Dahn has been a pioneer in batteries for mobile devices, helping make lithium-ion batteries “part of our everyday lives,” the research council says.

It says Dahn performed fundamental studies on all of the materials used in lithium-ion batteries, and helped invent some of the positive-electrode materials used in lithium-ion cells for power tools, grid energy storage and electric vehicles.

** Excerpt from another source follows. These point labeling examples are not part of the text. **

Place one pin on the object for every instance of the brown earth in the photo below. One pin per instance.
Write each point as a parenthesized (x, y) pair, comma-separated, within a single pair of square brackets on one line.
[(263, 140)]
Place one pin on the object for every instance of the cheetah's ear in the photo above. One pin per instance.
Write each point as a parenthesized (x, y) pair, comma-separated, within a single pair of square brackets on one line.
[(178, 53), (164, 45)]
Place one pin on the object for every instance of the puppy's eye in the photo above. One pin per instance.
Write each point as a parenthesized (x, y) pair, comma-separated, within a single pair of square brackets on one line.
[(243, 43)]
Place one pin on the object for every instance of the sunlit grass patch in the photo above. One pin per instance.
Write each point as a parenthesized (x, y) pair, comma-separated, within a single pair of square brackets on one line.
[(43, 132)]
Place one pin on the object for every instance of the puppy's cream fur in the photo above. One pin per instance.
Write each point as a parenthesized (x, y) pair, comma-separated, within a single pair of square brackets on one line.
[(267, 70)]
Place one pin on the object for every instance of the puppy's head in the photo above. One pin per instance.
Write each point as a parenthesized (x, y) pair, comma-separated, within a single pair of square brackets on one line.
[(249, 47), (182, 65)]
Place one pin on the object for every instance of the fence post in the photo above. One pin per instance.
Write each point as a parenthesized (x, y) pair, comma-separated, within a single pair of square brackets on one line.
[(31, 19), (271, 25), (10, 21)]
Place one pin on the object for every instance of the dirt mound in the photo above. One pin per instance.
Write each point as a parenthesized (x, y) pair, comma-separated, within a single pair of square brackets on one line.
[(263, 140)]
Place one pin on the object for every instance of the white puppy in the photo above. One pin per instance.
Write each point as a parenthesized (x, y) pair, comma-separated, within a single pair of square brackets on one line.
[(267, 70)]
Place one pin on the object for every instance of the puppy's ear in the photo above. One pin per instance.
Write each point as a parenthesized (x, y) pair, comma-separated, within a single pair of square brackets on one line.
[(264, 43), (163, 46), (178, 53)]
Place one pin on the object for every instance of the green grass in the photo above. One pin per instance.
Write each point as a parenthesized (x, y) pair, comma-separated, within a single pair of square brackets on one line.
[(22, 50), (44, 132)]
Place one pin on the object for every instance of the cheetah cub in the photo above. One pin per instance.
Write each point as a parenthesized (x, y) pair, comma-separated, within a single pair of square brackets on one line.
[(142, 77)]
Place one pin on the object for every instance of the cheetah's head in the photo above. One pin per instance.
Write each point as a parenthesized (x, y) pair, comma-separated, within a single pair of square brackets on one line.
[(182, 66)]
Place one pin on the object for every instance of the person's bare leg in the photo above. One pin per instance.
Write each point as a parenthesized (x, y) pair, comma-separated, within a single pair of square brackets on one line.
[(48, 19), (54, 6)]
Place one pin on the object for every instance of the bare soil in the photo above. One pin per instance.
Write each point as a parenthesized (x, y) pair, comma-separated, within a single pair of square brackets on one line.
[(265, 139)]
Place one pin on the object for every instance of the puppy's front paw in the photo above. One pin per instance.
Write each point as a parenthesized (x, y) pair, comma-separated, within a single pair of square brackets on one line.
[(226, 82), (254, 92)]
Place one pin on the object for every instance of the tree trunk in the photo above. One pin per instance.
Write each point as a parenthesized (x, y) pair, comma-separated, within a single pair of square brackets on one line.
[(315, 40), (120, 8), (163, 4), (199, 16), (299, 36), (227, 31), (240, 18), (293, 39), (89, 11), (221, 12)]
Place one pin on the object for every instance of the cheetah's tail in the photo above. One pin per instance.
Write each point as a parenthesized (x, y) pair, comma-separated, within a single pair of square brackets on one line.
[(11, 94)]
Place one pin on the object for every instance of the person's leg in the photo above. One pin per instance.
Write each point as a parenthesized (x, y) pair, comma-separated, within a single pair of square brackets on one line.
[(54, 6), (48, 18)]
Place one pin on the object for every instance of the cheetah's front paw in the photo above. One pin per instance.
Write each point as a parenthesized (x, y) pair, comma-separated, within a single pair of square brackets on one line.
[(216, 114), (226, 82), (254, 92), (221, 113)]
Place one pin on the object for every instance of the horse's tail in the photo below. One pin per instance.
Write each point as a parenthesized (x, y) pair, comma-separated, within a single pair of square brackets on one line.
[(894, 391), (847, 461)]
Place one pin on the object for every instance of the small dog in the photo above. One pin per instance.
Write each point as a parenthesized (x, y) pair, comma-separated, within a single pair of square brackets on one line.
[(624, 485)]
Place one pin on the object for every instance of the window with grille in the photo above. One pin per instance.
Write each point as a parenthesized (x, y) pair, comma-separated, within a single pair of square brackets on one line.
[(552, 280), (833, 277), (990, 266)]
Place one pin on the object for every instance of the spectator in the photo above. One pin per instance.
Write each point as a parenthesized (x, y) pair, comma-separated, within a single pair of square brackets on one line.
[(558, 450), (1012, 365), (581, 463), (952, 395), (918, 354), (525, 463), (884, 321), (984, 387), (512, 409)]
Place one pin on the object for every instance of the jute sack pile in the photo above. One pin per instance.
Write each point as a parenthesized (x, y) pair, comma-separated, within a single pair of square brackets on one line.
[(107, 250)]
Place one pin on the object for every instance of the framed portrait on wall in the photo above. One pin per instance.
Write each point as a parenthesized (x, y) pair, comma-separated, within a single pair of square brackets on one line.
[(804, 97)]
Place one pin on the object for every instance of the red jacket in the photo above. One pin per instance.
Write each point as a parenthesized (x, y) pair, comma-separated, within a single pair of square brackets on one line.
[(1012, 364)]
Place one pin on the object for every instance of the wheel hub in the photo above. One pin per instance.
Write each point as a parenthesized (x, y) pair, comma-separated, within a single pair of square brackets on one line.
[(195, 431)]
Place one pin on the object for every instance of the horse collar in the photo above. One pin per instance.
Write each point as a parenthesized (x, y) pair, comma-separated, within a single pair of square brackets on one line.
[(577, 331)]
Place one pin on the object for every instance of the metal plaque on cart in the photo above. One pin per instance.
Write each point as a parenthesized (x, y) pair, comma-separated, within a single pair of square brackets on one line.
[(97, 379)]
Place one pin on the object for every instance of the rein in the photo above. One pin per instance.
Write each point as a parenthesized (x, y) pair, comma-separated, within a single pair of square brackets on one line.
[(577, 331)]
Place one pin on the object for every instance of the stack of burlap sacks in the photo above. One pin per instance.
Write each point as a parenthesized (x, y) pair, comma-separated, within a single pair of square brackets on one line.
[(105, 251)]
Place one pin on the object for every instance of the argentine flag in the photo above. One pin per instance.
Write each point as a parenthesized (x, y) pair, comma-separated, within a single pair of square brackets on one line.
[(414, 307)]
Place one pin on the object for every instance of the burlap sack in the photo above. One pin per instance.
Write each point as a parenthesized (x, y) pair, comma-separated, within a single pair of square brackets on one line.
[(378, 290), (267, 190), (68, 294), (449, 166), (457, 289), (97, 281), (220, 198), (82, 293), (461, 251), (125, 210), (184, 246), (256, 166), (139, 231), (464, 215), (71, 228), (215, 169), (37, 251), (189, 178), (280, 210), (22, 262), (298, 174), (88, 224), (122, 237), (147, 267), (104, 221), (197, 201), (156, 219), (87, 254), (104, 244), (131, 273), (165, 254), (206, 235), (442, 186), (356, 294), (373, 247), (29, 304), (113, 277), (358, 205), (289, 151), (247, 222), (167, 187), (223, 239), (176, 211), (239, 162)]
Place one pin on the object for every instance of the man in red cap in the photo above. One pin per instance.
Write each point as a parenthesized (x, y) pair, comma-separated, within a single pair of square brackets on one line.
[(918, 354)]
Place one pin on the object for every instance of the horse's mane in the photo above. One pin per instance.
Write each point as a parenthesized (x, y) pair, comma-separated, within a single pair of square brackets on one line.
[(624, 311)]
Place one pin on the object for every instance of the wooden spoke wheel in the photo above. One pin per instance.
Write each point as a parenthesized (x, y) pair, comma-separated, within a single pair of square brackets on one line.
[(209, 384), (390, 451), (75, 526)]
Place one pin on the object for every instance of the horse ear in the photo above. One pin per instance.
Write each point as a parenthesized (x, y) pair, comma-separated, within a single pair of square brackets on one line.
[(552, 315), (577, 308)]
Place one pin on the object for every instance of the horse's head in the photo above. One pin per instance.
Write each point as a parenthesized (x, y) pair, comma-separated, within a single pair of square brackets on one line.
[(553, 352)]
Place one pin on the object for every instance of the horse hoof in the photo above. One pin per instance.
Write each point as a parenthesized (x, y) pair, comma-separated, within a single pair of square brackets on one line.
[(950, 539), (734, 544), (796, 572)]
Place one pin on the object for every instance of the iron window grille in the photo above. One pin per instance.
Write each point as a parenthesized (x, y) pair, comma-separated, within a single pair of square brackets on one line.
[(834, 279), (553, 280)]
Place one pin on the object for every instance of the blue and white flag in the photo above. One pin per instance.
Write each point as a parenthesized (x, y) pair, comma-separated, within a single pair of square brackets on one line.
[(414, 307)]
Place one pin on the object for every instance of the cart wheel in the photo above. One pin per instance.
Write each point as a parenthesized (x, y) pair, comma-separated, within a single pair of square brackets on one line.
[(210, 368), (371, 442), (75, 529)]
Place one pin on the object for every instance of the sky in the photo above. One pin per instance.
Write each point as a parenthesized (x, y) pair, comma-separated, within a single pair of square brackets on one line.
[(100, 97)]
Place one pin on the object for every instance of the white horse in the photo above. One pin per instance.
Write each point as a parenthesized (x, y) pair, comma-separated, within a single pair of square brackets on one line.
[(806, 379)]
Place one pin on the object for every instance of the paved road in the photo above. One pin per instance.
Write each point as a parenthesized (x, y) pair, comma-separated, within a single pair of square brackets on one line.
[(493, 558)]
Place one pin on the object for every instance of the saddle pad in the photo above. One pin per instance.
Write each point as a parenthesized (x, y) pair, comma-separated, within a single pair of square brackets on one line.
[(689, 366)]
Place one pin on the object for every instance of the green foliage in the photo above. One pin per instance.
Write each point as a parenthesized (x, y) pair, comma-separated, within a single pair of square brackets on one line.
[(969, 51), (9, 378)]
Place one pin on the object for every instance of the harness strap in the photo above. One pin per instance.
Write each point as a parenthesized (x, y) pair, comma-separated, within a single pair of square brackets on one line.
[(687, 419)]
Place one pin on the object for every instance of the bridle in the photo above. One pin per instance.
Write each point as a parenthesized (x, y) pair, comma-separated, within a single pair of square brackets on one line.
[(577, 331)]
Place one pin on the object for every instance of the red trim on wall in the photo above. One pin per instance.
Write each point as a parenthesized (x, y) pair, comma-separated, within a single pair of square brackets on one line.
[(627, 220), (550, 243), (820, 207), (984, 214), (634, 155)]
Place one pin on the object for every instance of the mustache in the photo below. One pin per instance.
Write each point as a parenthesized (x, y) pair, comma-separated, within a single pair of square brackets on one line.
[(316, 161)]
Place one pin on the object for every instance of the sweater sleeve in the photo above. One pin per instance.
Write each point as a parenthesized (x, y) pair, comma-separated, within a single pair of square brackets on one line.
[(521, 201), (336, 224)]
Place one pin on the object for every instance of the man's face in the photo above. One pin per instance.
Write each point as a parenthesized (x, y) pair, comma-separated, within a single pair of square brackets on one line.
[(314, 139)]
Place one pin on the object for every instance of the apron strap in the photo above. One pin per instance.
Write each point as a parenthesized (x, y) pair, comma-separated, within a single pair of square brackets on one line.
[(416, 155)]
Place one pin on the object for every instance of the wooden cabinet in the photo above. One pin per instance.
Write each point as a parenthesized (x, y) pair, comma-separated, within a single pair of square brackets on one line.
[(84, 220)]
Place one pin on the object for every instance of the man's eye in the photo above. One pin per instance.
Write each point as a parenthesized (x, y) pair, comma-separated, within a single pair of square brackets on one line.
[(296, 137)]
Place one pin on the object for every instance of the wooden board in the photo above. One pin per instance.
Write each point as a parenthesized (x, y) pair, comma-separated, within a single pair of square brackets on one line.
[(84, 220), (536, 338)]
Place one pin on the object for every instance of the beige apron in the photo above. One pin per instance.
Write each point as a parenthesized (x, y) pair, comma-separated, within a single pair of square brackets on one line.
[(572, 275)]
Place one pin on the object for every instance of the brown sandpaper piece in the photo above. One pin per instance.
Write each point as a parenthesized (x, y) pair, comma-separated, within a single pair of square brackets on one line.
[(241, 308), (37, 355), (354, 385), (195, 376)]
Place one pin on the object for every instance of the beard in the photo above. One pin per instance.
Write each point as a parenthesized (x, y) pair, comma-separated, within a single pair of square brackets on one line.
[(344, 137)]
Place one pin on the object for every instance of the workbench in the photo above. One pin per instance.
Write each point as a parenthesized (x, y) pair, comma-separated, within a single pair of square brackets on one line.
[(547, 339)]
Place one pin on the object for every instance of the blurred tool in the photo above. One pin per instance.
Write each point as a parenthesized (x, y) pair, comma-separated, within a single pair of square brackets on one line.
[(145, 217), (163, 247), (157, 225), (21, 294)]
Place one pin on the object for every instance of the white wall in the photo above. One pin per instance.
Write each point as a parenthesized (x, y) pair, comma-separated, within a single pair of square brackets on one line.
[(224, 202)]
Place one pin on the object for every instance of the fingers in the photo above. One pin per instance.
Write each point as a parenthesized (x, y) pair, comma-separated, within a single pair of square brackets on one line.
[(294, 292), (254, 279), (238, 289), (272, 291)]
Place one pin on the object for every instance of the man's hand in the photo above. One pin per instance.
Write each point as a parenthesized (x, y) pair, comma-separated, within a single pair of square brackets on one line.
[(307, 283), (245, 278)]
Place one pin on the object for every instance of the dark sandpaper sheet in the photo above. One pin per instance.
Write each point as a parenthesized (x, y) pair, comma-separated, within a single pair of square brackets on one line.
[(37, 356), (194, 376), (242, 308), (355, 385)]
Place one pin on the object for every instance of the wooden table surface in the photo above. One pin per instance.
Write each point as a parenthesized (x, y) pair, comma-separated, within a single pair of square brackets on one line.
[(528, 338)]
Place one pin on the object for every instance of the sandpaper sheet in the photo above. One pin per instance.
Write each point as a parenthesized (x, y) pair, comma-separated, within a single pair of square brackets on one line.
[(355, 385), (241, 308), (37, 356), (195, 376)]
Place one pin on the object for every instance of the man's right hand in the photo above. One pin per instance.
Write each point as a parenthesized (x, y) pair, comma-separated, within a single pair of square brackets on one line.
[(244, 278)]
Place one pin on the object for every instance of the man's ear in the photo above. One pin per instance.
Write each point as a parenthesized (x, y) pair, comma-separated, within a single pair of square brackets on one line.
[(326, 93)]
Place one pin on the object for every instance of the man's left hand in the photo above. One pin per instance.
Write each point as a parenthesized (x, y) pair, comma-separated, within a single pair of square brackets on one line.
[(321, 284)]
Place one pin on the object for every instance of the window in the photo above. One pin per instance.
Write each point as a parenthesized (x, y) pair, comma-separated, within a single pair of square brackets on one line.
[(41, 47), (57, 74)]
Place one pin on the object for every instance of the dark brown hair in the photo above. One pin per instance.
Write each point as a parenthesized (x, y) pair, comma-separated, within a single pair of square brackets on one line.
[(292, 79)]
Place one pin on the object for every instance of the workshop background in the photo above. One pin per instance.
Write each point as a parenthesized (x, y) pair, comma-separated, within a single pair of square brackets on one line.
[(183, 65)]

“Faced with the problem of proving that lithium-ion batteries could be made to last 20 years, without actually waiting 20 years, Dahn and his team invented a high-precision tester that could accurately determine battery lifespan in a matter of weeks instead of decades,” the council said.

Two companies have been spun off from the Dahn Lab at Dalhousie.

“Combining fundamental and applied science has been a trademark throughout my career. I will use the Herzberg award to help perpetuate excellence in battery research at Dalhousie University long after my own retirement,” Dahn said in a statement.

Dahn was born in Bridgeport, Conn., and moved to Nova Scotia in 1970 with his family.

The university says it is the third time in four years that a Dalhousie researcher has won the Herzberg prize. Dahn also won the Governor General’s Innovation Award last year.